昨今の「データサイエンティスト熱」は思いのほか長く続いている。「データサイエンティスト」とは、ソーシャルメディア等の膨大なデータが企業や組織に蓄積されていくなかで、それを分析して意味あるものにする専門職のことだ。

 数年前に米国でその必要性が叫ばれ始め、それが日本にも波及し、「ビッグデータ」の隆盛とともに多くのメディアで同様に語られるようになってきた。

 データが多かろうが少なかろうが、定形であろうが非定形であろうが、「分析をする」という業務は以前から存在する。そのため、筆者は一時的な流行りワードだと見ていた。

 しかしその後、各種メディアで特集が組まれたり、自社でのBI(Business Intelligence)要員の募集にも自称「サイエンティスト」からの応募が増えたりしているところを見ると、1つのカテゴリーとして確立しつつあるのかもしれない。

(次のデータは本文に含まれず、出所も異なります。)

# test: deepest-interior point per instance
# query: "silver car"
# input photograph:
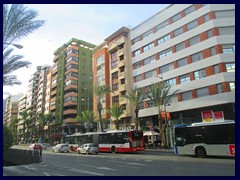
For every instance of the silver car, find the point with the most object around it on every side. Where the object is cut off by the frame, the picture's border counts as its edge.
(60, 148)
(88, 148)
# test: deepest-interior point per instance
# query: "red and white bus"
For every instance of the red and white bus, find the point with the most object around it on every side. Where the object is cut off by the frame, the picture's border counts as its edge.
(110, 141)
(121, 141)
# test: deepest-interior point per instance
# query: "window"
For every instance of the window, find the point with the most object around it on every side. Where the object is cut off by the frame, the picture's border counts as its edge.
(199, 74)
(178, 31)
(194, 40)
(164, 39)
(184, 78)
(137, 65)
(180, 46)
(161, 25)
(230, 67)
(202, 92)
(182, 62)
(147, 47)
(213, 51)
(137, 52)
(196, 57)
(149, 60)
(166, 68)
(165, 53)
(189, 10)
(206, 17)
(138, 78)
(100, 60)
(209, 33)
(176, 17)
(232, 86)
(192, 25)
(147, 34)
(171, 82)
(216, 69)
(150, 74)
(186, 95)
(228, 48)
(135, 40)
(226, 30)
(149, 103)
(219, 88)
(225, 14)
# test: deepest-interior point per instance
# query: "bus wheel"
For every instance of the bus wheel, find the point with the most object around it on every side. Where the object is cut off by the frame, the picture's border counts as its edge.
(113, 149)
(200, 152)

 ただ、その「定義」については、人によって様々な捉え方があり、いまなお明確にはなっていない。

計算よりも実務感覚が大切

 ある雑誌で、「統計やITの知識がある人がデータから答えを出してしまうので、文系のコンサルタントは不要になるのではないか」「マーケターも統計分析ができる理系でないといけない。これからは理系の時代だ」といった論調を目にした。

 これは1つの見方ではあるが、実務の現場にいる筆者としては手放しで同意することはできない。